There's a word that emergency room nurse Cathy Fox will not say aloud on Friday the 13th.
Even on the Tuesday before, she spells it out over the phone, in a whisper: "Q-U-I-E-T. As soon as you say that word, things go crazy."
It's just one example of the folklore that has arisen in emergency rooms around days like today, not to mention full moons and Halloweens and the eve of a millennium.
It's partly because the schedule in an emergency room can't be planned in advance.
Bruce Lo at Sentara Norfolk General Hospital has heard the superstitions for the past eight years he's worked in Hampton Roads emergency departments.
For instance, there's the "Black Cloud" superstition, where if a certain doctor or nurse or medical student is on duty, weird things happen, or busy shifts commence.
Sometimes it's a certain doctor-nurse combo.
Full moons are also notorious for busy nights in the ER, particularly with psychiatric emergencies and obstetrical cases, some say because of changes in the barometric pressure.
Being of a scientific bent, Lo decided to look into it. The assistant professor of emergency medicine at Eastern Virginia Medical School first considered looking into the full moon phenomenon.
Someone had beaten him to it.
A 1996 study in the American Journal of Emergency Medicine reviewed 150,999 records of ER visits to a suburban hospital during full moon cycles and found no difference from other nights.
A 2005 study by Mayo Clinic researchers, reported in the journal Psychiatric Services, looked at how many patients checked into a psychiatric emergency department between 6 p.m. and 6 a.m. over several years.
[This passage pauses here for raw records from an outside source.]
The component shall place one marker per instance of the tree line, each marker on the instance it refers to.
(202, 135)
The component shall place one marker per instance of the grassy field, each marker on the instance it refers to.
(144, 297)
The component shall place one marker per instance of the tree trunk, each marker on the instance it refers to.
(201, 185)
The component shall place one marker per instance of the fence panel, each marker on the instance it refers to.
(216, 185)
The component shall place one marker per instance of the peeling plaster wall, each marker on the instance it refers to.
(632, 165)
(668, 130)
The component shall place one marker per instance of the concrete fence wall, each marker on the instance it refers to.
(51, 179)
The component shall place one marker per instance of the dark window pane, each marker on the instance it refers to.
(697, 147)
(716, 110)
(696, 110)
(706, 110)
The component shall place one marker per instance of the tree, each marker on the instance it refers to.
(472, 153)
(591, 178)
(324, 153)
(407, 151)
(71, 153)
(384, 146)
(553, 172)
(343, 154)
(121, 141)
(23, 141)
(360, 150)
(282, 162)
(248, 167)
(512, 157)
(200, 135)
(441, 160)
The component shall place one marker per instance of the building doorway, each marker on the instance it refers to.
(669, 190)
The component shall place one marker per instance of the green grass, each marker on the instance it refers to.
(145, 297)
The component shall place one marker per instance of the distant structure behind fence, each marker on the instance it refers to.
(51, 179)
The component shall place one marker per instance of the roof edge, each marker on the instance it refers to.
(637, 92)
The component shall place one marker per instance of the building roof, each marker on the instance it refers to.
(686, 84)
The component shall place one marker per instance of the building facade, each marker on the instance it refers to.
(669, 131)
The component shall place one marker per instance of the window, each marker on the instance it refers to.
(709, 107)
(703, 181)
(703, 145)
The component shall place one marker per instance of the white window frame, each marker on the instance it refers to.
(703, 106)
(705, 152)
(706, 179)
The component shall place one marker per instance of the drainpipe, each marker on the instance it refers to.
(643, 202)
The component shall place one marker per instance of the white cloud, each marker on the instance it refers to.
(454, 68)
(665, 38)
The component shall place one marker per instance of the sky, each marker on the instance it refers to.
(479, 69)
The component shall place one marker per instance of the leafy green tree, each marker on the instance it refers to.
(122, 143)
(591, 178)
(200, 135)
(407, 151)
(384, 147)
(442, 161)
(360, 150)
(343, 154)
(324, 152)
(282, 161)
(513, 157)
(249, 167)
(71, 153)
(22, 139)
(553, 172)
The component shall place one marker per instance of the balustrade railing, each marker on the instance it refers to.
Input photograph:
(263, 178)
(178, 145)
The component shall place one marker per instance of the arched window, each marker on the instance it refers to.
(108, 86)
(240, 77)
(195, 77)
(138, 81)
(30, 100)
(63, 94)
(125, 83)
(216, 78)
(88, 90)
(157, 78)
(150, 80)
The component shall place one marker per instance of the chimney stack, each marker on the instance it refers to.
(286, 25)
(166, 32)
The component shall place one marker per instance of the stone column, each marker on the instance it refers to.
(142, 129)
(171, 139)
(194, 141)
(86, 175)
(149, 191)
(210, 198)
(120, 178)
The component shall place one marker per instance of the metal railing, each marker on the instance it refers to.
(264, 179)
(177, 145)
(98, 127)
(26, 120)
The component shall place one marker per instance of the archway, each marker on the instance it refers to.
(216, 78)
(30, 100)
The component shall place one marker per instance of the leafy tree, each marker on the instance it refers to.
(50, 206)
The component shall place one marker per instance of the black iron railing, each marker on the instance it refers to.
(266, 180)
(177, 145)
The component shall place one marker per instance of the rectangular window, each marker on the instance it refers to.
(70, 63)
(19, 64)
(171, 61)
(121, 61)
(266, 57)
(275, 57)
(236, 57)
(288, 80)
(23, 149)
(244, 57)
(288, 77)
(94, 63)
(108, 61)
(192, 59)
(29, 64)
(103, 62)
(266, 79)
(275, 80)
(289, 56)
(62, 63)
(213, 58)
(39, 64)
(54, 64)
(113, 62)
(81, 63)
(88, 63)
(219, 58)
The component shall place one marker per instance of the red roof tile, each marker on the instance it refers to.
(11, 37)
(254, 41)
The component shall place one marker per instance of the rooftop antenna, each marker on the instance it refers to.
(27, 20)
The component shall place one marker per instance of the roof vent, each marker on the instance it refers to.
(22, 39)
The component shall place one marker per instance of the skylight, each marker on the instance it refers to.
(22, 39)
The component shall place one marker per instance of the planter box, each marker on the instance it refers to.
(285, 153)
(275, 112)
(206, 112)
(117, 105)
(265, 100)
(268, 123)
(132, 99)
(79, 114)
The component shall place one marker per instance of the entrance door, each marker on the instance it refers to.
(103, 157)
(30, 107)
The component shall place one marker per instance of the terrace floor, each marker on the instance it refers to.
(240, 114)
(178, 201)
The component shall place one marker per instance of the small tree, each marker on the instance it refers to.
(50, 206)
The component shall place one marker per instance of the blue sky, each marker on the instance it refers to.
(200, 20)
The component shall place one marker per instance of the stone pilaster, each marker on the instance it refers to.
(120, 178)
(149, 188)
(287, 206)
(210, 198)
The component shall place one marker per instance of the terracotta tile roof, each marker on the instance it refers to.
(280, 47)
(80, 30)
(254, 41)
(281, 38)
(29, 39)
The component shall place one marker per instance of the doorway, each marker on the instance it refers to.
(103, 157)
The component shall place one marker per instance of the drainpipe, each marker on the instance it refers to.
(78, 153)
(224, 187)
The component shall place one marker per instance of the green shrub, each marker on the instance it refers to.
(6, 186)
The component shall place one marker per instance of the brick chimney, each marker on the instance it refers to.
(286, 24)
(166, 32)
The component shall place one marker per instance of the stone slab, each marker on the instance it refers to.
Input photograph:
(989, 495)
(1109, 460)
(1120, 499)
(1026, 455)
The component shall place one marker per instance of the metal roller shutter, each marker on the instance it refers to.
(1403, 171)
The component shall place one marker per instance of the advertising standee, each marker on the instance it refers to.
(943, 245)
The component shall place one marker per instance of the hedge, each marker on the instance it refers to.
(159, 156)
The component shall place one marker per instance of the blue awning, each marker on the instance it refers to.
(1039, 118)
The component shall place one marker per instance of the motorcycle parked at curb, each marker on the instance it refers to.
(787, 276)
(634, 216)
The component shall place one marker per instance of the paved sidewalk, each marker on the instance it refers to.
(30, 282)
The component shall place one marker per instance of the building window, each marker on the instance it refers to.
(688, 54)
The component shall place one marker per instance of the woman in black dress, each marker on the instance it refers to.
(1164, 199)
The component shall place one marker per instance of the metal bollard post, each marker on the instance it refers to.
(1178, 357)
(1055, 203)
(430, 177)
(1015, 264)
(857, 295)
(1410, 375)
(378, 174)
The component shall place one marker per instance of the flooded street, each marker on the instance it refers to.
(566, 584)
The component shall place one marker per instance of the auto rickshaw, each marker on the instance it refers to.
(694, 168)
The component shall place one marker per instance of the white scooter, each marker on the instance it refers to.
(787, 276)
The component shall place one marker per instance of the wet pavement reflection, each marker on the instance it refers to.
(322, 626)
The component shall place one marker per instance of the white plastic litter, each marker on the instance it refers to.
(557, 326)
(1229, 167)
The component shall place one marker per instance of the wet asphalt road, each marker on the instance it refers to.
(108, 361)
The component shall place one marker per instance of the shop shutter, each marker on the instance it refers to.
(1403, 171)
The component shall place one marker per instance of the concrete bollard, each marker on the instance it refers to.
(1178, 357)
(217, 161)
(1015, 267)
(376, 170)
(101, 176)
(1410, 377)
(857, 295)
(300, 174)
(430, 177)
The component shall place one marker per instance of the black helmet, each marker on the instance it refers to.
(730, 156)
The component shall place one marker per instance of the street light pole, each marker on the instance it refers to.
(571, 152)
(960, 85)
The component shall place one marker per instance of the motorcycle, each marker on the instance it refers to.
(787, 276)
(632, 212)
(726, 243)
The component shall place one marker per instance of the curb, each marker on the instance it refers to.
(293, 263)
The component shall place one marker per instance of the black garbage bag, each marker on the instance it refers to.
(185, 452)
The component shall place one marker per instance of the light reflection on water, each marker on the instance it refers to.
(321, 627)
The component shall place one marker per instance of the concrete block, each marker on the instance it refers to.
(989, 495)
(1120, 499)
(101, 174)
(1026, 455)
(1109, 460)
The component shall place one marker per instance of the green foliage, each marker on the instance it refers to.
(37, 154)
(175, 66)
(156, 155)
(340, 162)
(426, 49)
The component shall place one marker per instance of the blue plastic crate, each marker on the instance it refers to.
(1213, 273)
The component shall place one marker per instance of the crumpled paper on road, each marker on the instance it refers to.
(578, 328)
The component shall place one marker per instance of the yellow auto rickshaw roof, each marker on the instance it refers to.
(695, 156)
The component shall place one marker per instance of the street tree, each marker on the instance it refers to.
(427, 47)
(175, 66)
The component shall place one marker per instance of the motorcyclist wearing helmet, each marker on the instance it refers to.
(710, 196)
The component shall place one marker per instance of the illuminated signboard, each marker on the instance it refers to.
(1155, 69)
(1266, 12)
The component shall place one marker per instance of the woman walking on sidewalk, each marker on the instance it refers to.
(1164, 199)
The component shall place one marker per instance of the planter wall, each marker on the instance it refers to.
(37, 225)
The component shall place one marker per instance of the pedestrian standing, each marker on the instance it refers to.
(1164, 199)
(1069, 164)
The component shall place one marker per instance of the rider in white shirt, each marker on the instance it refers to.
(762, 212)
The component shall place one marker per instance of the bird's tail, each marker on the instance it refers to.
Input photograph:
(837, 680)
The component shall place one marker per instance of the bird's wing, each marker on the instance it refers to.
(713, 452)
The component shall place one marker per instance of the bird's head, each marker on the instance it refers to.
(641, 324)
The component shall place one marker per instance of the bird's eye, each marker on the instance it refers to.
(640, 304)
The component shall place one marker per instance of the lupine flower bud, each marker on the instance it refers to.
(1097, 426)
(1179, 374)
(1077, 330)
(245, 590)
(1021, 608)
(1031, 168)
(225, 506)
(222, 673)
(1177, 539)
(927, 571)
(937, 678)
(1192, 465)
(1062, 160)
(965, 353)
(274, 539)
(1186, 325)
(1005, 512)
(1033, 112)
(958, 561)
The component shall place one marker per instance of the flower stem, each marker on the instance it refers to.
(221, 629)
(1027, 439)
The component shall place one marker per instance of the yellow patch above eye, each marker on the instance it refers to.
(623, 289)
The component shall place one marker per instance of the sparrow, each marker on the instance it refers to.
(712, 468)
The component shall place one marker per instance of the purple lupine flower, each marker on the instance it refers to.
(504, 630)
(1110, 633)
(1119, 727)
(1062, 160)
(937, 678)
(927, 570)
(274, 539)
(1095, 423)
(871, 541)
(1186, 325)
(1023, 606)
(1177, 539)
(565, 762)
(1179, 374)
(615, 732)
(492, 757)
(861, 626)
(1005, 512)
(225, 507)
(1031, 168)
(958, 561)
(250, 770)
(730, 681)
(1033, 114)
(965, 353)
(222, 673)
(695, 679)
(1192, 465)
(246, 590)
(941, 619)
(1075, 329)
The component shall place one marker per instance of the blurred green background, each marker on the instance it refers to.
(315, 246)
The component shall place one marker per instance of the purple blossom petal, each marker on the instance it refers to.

They found no statistical difference in the number of visits either.
Lo decided to take on Friday the 13th by sifting through the records of more than 49,000 patient encounters.
He examined emergency visits and admissions from six area hospitals for 13 Friday the 13ths from November 2002 through December 2009.
He examined the volume for 13 ailments, including heart attacks, car accidents, animal bites, psychiatric incidents and appendectomies.
He compared that to Fridays before and after, and the month before, and found visits and admissions were no higher on Friday the 13ths than other Fridays, save for one category.
Cue the scary music:
Would that be... stakes through the heart?
No, stab and gunshot wounds.
"It would be that one," he said.
But even in that category, the difference was very small.
Dr. Frank Counselman, who directs the EVMS emergency medical residency program, has also heard the folklore concerning busy shifts, but he said they usually have other factors behind them.
Summer holiday weekends, for instance, tend to be busy because people are outside doing activities. Mondays are hectic in ERs, a trend that's been noted across the nation.
"People struggle through the weekend hoping it'll go away," Counselman said. "Monday, they call their doctor's office and it's full. So they go to the ER."
Some jobs also require documentation to miss work.
Lo, whose study was published in the American Journal of Emergency Medicine last summer, said he knows it won't quell superstitions in emergency rooms, but it satisfied his curiosity about the subject: "One of the reasons why I enjoy the work is you never know what's coming in the door."
Fox, the nurse, who has worked in emergency rooms for 26 years and is at Sentara Leigh Memorial Hospital, said some staff members swear by the superstitions, and even plan their schedules accordingly.
"Some people won't even work on that day," she said. "I'm not that bad."